So, yesterday was the official kick-off of the Keep Portland Weird festival here in Paris, which meant that I had a reading/screening in the evening, while upstairs the first docket of bands played, including Street Nights, Michael Hurley, Rebecca Gates, and Stephen Malkmus and the Jicks. A great line-up.
The day started nicely. I woke up, blogged, and headed out onto the street, pondering the what and how of the night's reading. I had some good thoughts, walking along the Seine and staring at Notre Dame. I would talk about hot tubs, I decided. I just wrote a story that involves a hot tub, and the movie they were screening, Old Joy, based on an earlier story of mine, also has a hot tub. I could talk about the rise of hot tub culture on the West Coast, the suburbanization of the public bath, the idea of the hot tub as the site of middle-class debauchery, the very aporia (to throw around an old French theory word) of the Western bourgeois home. I could compare the hot tub to the American lawn, symbol of a lost agrarian past ? the hot tub as a symbol of our fantasied aboriginal roots. It would be funny. I had lots of ideas.
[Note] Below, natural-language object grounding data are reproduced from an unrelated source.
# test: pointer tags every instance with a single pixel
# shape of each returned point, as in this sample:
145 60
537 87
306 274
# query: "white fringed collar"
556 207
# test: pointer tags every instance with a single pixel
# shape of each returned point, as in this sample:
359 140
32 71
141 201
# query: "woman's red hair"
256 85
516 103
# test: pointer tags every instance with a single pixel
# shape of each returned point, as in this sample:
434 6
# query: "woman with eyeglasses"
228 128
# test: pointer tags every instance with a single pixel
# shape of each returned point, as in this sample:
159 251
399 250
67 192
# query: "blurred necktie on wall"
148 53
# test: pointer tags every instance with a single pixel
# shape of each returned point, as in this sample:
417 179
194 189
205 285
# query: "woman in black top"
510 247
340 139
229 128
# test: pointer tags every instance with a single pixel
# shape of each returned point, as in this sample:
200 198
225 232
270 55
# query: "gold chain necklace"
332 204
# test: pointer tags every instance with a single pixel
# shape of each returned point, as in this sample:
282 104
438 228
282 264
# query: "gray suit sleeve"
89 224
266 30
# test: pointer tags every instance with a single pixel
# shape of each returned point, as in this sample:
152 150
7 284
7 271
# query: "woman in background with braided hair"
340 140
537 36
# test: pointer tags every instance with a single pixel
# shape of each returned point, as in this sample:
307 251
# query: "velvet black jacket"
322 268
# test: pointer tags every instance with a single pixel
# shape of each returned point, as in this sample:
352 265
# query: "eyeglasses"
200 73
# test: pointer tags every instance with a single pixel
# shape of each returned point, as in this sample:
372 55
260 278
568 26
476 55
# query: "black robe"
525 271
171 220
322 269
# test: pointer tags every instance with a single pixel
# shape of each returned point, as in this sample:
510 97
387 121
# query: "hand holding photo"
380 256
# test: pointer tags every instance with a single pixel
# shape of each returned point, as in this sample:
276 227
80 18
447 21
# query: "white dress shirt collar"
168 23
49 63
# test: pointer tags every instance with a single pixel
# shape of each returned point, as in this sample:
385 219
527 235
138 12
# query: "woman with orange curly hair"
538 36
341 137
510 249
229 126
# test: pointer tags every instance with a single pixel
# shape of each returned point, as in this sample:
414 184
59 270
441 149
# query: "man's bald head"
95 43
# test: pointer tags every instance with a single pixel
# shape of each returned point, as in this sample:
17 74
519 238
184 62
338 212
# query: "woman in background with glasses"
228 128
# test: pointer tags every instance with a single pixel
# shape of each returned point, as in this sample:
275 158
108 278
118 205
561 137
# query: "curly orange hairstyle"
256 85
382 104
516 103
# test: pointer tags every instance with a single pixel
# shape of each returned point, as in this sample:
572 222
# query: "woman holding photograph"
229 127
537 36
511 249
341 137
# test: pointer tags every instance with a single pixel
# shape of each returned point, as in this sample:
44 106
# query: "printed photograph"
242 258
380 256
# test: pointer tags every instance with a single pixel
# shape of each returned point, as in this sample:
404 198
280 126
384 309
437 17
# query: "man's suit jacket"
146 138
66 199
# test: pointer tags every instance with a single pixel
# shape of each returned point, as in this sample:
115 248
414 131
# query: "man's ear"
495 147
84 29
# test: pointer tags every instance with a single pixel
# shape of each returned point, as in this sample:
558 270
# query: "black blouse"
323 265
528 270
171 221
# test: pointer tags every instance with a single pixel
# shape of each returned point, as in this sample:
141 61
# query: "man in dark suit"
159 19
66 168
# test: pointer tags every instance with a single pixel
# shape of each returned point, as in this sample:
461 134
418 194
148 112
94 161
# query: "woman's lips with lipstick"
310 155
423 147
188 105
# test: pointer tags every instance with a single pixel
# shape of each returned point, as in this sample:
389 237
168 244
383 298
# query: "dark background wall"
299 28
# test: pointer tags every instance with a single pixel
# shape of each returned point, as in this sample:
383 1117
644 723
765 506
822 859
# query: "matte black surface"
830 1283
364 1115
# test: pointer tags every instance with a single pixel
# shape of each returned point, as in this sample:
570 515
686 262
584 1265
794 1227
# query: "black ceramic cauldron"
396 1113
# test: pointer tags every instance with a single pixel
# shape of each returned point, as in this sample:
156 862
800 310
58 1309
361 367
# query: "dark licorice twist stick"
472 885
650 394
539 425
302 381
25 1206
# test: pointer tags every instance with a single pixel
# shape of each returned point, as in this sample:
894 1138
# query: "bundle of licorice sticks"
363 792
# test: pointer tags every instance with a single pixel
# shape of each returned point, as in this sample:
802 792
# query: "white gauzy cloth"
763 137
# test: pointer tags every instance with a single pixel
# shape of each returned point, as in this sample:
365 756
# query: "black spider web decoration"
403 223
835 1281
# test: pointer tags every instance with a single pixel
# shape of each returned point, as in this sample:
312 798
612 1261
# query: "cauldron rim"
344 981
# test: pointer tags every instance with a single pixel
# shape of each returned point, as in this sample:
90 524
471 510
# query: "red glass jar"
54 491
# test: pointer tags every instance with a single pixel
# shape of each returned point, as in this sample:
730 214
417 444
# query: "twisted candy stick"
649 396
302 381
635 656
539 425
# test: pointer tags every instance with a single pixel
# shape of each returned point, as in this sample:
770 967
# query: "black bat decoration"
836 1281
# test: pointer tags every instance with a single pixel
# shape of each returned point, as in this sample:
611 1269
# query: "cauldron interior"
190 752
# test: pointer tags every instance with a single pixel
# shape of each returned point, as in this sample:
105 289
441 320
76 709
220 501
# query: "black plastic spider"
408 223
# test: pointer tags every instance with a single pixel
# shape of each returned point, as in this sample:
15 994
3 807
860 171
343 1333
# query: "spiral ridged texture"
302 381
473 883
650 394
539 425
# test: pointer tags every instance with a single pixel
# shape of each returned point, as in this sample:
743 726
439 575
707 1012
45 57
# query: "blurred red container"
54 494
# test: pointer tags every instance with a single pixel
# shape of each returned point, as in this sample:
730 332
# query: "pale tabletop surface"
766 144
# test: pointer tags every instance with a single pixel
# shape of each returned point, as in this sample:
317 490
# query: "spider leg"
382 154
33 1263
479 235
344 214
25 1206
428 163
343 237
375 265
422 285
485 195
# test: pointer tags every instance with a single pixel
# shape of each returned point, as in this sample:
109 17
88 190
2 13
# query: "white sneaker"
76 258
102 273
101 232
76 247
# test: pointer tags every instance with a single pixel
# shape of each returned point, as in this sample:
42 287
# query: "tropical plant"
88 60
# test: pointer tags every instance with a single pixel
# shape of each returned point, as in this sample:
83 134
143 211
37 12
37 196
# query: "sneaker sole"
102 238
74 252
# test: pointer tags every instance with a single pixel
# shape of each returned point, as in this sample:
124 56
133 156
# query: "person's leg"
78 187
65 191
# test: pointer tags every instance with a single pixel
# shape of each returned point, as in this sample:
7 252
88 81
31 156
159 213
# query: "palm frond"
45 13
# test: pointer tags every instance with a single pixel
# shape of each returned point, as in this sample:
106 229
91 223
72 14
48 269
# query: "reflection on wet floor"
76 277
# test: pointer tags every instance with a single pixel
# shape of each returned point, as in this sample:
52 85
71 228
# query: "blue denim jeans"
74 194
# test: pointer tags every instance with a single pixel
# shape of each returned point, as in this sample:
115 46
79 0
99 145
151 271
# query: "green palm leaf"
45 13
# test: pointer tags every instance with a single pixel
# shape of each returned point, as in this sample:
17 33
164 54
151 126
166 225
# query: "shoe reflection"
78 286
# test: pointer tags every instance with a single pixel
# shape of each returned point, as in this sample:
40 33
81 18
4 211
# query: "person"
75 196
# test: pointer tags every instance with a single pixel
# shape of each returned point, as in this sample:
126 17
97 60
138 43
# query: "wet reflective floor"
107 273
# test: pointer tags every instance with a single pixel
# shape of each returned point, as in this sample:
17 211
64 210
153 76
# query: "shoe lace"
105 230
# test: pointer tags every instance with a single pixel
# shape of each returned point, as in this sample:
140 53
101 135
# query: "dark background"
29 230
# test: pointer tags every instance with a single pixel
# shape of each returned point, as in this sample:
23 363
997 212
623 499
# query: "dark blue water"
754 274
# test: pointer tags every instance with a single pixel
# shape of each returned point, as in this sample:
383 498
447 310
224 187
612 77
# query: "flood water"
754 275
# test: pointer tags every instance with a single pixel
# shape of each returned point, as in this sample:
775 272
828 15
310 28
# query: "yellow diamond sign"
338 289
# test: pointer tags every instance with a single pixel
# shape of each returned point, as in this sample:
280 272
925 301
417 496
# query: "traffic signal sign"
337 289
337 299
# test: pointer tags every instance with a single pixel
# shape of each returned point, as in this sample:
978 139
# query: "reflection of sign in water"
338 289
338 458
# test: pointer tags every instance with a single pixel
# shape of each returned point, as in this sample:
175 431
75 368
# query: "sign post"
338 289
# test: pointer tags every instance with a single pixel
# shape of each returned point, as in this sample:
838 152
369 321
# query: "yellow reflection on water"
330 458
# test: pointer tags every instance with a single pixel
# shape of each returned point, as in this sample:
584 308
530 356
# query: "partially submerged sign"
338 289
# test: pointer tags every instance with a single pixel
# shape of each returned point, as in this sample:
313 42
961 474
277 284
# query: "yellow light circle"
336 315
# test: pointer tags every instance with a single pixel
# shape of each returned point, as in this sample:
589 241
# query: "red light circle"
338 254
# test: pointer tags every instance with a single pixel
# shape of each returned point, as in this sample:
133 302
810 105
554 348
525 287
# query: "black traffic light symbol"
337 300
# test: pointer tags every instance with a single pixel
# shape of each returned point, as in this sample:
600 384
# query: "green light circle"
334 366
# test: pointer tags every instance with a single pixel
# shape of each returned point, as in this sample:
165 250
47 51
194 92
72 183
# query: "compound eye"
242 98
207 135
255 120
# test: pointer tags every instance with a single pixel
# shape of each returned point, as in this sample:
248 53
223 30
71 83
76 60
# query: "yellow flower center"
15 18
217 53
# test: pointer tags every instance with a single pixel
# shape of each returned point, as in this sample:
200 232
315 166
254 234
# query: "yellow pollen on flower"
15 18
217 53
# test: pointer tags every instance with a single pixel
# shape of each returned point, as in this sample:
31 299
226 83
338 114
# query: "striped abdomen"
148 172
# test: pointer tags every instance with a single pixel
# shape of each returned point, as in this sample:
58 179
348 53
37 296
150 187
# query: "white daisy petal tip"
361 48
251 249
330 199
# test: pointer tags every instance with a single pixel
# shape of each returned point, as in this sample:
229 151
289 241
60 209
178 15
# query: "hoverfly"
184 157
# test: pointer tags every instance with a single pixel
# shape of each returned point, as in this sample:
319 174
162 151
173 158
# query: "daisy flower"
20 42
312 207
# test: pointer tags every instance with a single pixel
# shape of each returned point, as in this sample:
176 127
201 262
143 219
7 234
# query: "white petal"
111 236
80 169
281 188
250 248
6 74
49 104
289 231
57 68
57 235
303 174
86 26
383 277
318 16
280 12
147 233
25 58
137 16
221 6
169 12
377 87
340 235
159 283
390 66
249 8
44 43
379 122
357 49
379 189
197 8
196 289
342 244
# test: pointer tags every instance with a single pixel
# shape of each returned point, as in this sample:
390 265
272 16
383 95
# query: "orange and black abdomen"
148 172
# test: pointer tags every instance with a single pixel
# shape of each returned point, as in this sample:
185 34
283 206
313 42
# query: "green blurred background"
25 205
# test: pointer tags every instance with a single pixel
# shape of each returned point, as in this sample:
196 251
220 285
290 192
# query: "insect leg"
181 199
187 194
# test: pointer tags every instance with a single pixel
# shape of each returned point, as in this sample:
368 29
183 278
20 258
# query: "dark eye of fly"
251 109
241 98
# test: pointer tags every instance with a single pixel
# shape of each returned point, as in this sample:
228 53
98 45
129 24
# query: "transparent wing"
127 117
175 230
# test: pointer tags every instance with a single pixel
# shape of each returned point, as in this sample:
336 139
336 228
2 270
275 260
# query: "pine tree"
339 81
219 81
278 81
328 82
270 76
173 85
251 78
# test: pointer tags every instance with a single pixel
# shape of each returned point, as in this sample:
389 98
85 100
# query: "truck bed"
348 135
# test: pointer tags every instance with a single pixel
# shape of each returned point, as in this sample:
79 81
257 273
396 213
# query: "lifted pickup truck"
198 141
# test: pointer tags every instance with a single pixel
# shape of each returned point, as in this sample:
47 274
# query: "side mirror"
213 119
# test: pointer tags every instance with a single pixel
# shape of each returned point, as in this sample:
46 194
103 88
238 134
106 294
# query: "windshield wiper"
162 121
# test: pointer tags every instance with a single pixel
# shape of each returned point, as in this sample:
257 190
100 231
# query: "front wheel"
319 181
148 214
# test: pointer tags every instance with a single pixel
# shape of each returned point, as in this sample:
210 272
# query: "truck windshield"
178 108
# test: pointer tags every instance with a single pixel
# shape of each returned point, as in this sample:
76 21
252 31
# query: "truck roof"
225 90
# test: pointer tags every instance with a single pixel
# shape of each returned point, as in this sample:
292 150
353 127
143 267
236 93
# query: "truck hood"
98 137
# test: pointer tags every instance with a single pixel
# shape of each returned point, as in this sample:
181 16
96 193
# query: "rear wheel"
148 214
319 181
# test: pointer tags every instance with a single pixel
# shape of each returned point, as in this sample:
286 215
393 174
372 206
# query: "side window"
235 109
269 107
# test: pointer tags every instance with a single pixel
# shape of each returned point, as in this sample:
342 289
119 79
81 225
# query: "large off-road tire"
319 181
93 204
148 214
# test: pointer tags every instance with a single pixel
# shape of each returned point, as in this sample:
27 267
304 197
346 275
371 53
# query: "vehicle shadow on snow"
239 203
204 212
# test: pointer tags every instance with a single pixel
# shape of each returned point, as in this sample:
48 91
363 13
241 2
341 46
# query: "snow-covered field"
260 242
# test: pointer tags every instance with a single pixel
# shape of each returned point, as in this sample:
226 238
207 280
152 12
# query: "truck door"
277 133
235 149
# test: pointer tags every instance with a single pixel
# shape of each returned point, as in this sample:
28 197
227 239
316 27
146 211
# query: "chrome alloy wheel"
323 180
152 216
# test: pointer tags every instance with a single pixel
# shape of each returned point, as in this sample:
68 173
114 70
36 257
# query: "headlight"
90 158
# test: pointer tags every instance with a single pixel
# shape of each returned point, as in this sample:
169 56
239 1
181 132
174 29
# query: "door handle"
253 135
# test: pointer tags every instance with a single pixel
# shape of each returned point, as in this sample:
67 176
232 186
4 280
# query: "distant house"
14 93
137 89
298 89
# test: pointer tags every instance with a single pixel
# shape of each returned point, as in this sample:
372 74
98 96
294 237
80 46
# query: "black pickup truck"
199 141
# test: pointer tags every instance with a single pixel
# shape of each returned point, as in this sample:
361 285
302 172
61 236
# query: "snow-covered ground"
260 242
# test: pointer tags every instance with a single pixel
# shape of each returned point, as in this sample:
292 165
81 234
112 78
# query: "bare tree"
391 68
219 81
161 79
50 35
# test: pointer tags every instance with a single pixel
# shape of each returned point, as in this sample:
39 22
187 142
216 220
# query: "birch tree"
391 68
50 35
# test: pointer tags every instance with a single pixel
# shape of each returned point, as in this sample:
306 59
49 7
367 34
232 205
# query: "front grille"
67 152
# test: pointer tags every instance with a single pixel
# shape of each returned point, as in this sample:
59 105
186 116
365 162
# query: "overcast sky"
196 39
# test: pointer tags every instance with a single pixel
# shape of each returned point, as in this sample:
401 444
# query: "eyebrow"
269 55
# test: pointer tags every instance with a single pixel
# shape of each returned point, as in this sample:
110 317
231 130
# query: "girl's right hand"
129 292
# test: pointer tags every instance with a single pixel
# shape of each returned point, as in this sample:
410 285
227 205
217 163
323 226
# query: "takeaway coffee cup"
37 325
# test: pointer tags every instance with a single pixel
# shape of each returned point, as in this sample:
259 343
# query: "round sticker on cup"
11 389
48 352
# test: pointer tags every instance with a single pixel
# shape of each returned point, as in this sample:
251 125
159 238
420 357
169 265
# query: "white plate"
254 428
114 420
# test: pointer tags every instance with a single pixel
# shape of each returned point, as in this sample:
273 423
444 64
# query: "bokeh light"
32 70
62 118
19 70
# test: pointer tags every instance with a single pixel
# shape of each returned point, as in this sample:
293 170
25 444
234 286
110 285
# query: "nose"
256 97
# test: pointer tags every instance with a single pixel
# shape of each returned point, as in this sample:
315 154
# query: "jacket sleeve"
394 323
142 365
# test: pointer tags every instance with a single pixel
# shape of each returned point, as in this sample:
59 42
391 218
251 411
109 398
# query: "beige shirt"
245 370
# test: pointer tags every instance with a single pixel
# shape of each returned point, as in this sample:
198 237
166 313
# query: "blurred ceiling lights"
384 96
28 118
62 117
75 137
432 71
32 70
It didn't entirely occur to me that the audience would not speak English. Or maybe it did, but I figured, what the hell, I've come this far, I'll read for the people who understand me and the others will just have to wait until the movie with subtitles begins. It was only when one of the festival organizers mentioned there probably wouldn't be that many people at all that I realized I might have to revise my plan.
Sure enough, about eight people showed up. Maybe 13 if you counted my musician friends. I had a moment of indecision about whether to go ahead and do my whole patter and read the whole story ? a commitment of at least half an hour or so ? or whether it would be better to just go short and get out of the way. In the end, perhaps cowardly, I went short. I read the first few pages of my new book and wished the audience a pleasant screening, and the musicians and I headed upstairs for the rock show, already in progress. Had it only been a reading, and had the audience spoken English, I would certainly have played it differently, but as it was, facing eight French-speaking people in a movie theater under the banner of a music festival, I forsook my duties of showmanship.
It was a disappointment, to be sure, but far from my worst reading experience. The worst reading I've ever had, quantitatively, was at a Barnes and Noble in Eugene, Oregon. Not a single person showed up for that one, unless you count my friend Todd who drove the hour and a half to keep me company. I got a nice note from one of the cashiers a few weeks later saying she'd read my book out of pity and really liked it.
The second worst reading was at Elliot Bay in Seattle. There were two people at that reading, both only trying to escape the rain. I didn't bother reading anything there, either, but I did engage the pair in a discussion about writing. I found out that the man in the hoodie waiting for his bus was an author himself. He'd been working on the same screenplay for almost 50 years.
So, whatever. I've had good readings along the way, too. It's hard to pity yourself too much when someone's flown you all the way to Paris to deliver a five-minute spiel. The way I see it is: you can only be humiliated if you have expectations.